WIP 63 - Survey of Disordered Eating Behaviors in Resident Physicians
Saturday, April 26, 2025
2:30pm – 4:45pm HST
Publication Number: WIP 63.7562
Maisha Z. Khan, University of Maryland Medical Center, Baltimore, MD, United States; Aparna Sethumadhavan, University of Maryland School of Medicine, Baltimore, MD, United States; Rebecca Carter, University of Maryland School of Medicine, Baltimore, MD, United States
Resident University of Maryland Medical Center Baltimore, Maryland, United States
Background: Physicians, including those in training, have increased risk of mood disorders, (Medisauskaite et al), and those with mood disorders have increased risk of co-morbid eating disorders (Verma et al). This suggests resident physicians are at increased risk for disordered eating and eating disorders. There are limited data regarding rates of eating disorders in US resident physicians; despite some evidence of elevated eating disorder rates in medical students (Goto et al). Additionally, there is notable variability between residents, the differences in lifestyle between a surgical and pediatric resident, for instance, with further variability between training years. Thus, stratified data by specialty, lifestyle, and post-graduate year will identify nuances and risk profiles to optimize trainee disordered eating interventions. Objective: The study aims to better understand disordered eating prevalence in resident physicians and identify barriers to healthy eating in this group.
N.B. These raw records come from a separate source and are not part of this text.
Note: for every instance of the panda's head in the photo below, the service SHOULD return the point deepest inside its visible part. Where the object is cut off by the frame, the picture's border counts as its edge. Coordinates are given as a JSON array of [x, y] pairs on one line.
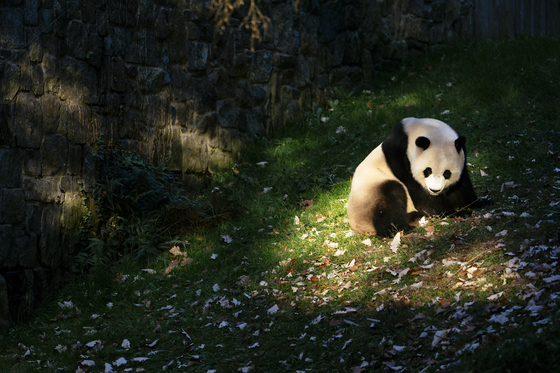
[[436, 155]]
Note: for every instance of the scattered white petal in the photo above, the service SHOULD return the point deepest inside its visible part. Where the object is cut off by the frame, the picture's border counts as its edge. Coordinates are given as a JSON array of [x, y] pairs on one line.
[[140, 359], [440, 336], [93, 343], [120, 361], [66, 304], [496, 296], [153, 343], [501, 318], [60, 348], [502, 233], [272, 310], [396, 242], [552, 278], [317, 320]]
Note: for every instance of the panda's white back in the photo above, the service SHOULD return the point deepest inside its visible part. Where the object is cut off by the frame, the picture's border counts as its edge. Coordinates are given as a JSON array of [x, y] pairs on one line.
[[440, 157]]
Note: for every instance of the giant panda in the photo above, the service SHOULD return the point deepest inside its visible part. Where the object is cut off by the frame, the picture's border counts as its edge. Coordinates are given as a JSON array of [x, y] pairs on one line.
[[420, 169]]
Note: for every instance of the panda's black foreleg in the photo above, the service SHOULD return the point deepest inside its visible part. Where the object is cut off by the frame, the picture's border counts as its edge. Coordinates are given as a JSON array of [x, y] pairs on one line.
[[389, 215]]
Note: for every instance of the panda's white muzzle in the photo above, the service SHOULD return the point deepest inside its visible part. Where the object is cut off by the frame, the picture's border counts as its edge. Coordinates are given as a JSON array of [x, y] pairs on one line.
[[435, 184]]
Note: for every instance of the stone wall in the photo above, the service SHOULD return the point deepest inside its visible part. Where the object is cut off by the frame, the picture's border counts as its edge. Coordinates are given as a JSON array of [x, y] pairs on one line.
[[157, 77]]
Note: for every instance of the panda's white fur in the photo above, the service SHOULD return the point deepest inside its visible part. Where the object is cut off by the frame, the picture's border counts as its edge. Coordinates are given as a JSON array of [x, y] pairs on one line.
[[418, 170], [440, 156]]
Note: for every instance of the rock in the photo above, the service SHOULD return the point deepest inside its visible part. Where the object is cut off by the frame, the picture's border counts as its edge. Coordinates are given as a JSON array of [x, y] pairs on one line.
[[329, 19], [4, 310], [76, 38], [11, 166], [71, 211], [8, 252], [12, 206], [151, 79], [12, 29], [261, 66], [42, 190], [28, 123], [49, 241], [197, 55], [26, 243], [54, 155], [9, 79]]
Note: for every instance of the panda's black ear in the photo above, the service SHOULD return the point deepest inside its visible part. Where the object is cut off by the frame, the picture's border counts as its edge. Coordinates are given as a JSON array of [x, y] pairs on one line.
[[423, 142], [460, 143]]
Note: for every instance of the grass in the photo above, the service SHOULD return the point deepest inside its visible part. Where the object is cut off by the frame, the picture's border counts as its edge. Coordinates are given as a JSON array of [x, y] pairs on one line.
[[286, 287]]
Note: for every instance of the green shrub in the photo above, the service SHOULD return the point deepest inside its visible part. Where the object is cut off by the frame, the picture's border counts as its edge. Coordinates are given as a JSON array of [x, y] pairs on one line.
[[139, 210]]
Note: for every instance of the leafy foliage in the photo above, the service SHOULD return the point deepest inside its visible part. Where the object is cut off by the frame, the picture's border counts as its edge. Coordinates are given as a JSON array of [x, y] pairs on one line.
[[139, 209]]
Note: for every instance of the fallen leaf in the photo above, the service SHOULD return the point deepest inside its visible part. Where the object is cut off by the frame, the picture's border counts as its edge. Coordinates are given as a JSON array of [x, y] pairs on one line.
[[396, 242], [272, 310], [175, 251]]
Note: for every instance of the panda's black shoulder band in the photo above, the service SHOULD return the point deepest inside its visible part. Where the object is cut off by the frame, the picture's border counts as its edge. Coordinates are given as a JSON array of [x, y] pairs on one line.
[[460, 143], [423, 142]]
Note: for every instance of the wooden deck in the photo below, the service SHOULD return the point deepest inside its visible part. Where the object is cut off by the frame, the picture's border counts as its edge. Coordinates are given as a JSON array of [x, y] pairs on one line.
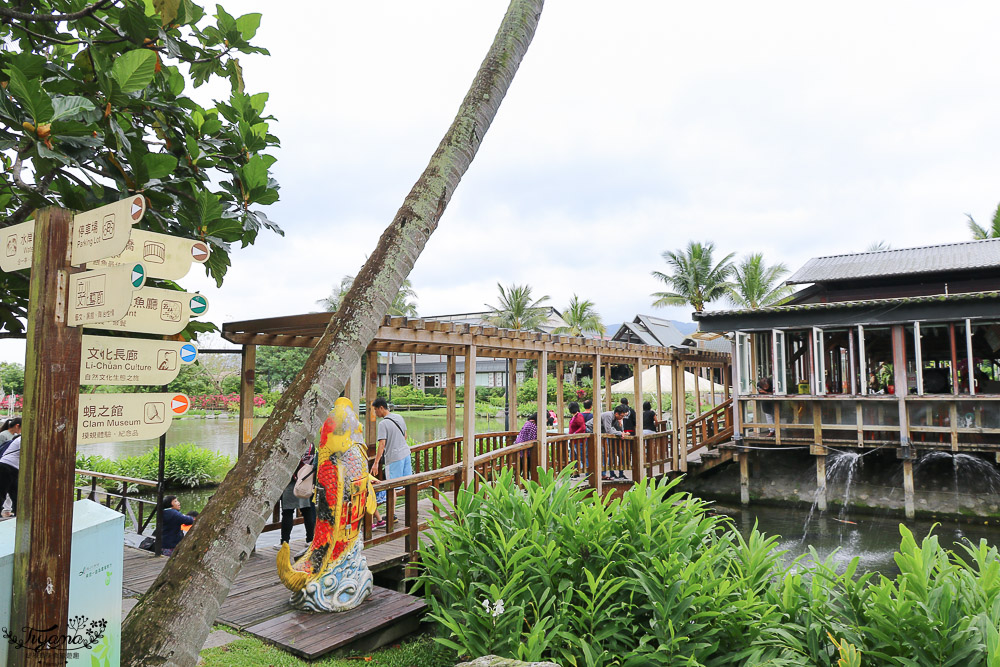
[[258, 602]]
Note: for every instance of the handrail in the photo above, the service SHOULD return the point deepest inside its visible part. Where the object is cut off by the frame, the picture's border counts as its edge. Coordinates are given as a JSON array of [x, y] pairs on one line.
[[116, 478]]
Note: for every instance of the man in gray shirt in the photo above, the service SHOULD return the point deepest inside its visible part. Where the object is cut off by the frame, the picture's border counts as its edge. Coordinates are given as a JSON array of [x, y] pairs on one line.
[[611, 422], [391, 436]]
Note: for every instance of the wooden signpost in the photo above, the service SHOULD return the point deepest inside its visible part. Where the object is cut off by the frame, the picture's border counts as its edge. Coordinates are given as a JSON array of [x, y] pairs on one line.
[[62, 300]]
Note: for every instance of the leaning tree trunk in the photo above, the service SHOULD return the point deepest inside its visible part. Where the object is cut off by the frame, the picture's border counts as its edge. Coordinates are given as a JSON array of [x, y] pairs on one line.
[[170, 624]]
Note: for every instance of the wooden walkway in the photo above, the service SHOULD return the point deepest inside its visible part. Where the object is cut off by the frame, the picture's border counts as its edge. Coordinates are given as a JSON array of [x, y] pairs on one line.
[[258, 602]]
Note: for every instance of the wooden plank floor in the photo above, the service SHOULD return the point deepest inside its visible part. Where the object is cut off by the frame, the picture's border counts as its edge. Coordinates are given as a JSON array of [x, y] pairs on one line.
[[258, 601]]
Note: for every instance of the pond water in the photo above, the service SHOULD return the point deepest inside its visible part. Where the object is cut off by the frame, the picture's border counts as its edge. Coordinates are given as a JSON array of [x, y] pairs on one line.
[[872, 538]]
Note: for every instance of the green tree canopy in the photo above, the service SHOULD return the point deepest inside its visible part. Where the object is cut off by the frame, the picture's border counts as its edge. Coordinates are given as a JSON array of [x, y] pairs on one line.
[[517, 310], [756, 285], [94, 107], [694, 278], [980, 232], [581, 317]]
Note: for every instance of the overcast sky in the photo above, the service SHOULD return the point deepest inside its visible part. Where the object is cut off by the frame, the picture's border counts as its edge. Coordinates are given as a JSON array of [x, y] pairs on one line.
[[788, 128]]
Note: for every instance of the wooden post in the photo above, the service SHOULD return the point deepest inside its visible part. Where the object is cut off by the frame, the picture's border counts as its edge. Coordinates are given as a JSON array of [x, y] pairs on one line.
[[451, 376], [659, 393], [371, 392], [821, 482], [560, 407], [353, 389], [596, 446], [469, 417], [248, 376], [744, 477], [639, 456], [512, 394], [908, 505], [607, 387], [543, 413], [43, 533]]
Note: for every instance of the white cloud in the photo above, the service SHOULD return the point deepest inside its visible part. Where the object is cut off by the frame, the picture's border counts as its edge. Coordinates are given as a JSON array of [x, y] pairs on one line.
[[788, 128]]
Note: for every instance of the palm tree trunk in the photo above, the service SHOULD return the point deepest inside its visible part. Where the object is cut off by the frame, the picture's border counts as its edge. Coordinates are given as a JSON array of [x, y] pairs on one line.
[[170, 624]]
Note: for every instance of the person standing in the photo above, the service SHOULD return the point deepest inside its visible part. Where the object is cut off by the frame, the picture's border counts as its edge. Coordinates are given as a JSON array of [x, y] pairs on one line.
[[391, 436], [173, 519], [611, 423], [10, 430], [648, 419], [628, 421], [10, 464]]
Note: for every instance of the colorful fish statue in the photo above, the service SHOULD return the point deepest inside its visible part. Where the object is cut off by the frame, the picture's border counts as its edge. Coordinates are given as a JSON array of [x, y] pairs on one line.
[[333, 574]]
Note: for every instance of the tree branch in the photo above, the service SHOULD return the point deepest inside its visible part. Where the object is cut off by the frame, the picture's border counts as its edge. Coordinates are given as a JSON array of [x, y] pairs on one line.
[[55, 18]]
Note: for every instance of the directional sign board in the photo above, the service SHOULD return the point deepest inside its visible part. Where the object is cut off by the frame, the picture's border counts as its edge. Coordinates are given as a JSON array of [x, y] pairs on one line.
[[99, 233], [130, 361], [103, 295], [124, 417], [158, 311], [163, 256]]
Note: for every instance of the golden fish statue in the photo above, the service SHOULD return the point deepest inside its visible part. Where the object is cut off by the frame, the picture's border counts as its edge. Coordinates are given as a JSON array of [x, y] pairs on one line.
[[333, 574]]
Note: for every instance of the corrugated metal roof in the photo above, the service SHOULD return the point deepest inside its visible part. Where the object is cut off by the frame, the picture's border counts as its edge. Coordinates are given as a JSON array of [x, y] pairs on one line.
[[968, 255], [866, 303]]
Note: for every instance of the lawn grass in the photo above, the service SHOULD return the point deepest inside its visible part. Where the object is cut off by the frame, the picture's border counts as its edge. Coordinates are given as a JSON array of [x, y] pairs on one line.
[[418, 651]]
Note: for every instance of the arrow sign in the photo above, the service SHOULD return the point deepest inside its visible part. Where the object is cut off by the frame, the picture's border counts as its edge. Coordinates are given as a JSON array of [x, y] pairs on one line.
[[102, 295], [188, 353], [131, 361], [126, 417], [164, 256], [138, 276], [179, 404], [157, 311]]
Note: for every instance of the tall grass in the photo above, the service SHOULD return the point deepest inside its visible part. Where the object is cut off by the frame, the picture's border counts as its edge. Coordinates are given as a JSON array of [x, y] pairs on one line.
[[185, 465], [550, 572]]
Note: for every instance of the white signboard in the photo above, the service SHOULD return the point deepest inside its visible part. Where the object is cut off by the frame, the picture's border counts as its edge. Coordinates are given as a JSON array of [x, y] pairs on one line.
[[97, 234], [158, 311], [103, 295], [124, 417], [129, 361], [164, 256]]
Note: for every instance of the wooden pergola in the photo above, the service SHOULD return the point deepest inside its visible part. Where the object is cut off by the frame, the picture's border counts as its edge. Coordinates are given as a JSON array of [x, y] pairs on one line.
[[453, 340]]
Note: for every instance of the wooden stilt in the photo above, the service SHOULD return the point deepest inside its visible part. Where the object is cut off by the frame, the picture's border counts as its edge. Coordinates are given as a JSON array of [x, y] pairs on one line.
[[543, 413], [469, 417], [248, 375], [744, 477], [639, 456], [908, 504], [821, 482], [596, 446]]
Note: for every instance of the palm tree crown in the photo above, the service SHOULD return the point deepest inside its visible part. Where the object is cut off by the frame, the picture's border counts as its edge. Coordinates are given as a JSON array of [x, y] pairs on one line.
[[980, 232], [694, 278], [580, 318], [756, 285], [517, 310]]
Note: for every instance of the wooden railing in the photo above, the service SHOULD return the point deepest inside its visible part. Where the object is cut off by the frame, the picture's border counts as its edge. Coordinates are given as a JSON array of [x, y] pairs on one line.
[[116, 488], [711, 428]]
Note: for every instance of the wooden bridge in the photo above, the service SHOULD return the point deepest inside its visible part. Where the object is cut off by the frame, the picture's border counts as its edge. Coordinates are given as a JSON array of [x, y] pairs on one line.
[[257, 604]]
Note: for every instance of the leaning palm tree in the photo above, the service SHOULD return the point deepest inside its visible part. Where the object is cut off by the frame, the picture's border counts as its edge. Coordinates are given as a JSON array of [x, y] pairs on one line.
[[756, 285], [694, 278], [517, 310], [332, 302], [171, 622], [980, 232], [401, 305], [581, 318]]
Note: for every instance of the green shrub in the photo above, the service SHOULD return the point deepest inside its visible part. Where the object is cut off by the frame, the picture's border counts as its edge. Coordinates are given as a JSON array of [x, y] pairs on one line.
[[550, 572]]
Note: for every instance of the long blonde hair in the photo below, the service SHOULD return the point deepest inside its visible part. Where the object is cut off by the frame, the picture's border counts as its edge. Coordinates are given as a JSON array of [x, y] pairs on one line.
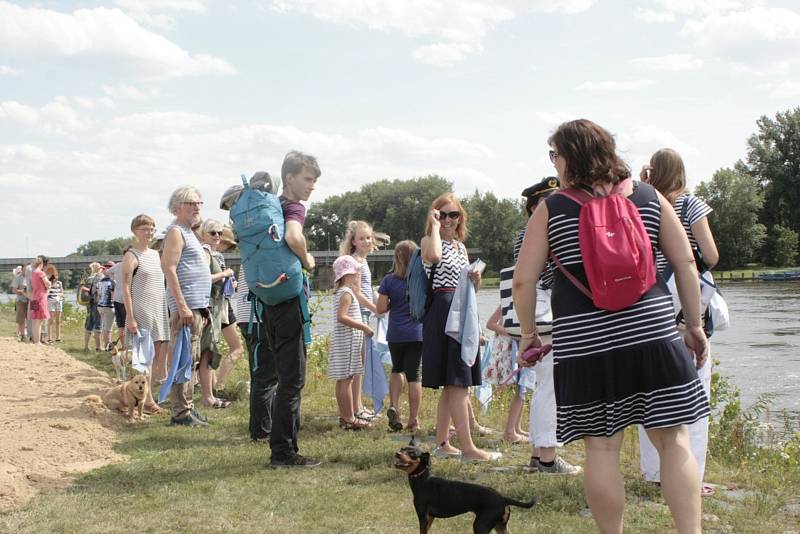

With these data, the goal is to develop interventions for early career physicians and their ability to provide quality care. Design/Methods: An observational survey assessing disordered eating behaviors and co-morbid mood disorders was adapted from DSM-5 eating disorder diagnostic criteria and validated screens (PHQ2 and GAD7). Self-reported barriers to healthy eating were also surveyed. Residents at a large, urban academic center were surveyed; Anesthesia, Family Medicine, Internal Medicine, Combined Medicine-Pediatrics, Pediatric Emergency Medicine, and Pediatric residents were the initial respondent cohort. Analysis will have sub-group stratification of findings by training year, program, and mood disorder symptoms. Data collection closed in October 2024, with analysis completion expected by January 2025, followed by data presentation to programs and intervention development. The Institutional Review Board (IRB) deemed the study exempt from IRB approval. Participation was voluntary after informed consent, confidential, with participants given support resources pending formal intervention programs.